Socrates and Emerson

After reading “The Trial and Death of Socrates” and “Phaedo” by Plato, I kept juxtaposing these writings to the American writer and transcendentalist, Ralph Waldo Emerson. Both Emerson’s writing and the philosophical ideas touched upon by Socrates have a variety of corollaries. More specifically, Emerson’s essay entitled “The Poet” touches upon the heart of who is a poet and also the essence of a soul.
In “Phaedo”, Socrates says, “…the poets forever telling us that we do not see or hear anything accurately, and surely if those two physical senses are not clear or precise, our other senses can hardly be accurate, as they are all inferior to these.” I do not agree with Socrates’ assertion. A poet does not say we do not see anything accurately, rather they provide the means to be a lens or “transparent eyeball” as Emerson likes to put it. In addition, it is the role of the poet to show the world in new light, to grasp a new perspective, and strive to new truths. As Emerson says, “The sign and credentials of the poet are, that he announces that which no man foretold.

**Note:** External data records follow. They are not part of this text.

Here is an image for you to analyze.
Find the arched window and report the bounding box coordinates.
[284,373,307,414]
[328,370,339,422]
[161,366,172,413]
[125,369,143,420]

He is the true and only doctor; he knows and tells; he is the only teller of news, for he was present and privy to the appearance of which he describes.”
Throughout beginning segment of “Phaedo”, Socrates’ debates with his friends the relationship between the body and the soul, and whether the soul lives on through death. This universal theme of trying to comprehend the “after-death” aspect of consciousness has been THE QUESTION of human history. After making the connection between Plato and Emerson by means of the poet, I searched for what Emerson had to say on the human soul. In eloquence I found a great similarity in the poem by Edmund Spencer that Emerson uses to explain the spirit.

So every spirit, as it is most pure,
And hath in it the more of heavenly light,
So it the fairer body doth procure
To habit in, and it more fairly dight,
With cheerful grace and amiable sight.
For, of the soul, the body form doth take,
For soul is form, ad doth the body make…

In essence, Emerson concludes that soul creates and sustains the body. Socrates states that the soul is limited by the physical body and cannot fully seek the truth with these limitations. I believe that both theorists would believe that through death, a greater Truth is reached.

1 comment:

Janine Bean said...

This was very insightful Chris...thank you!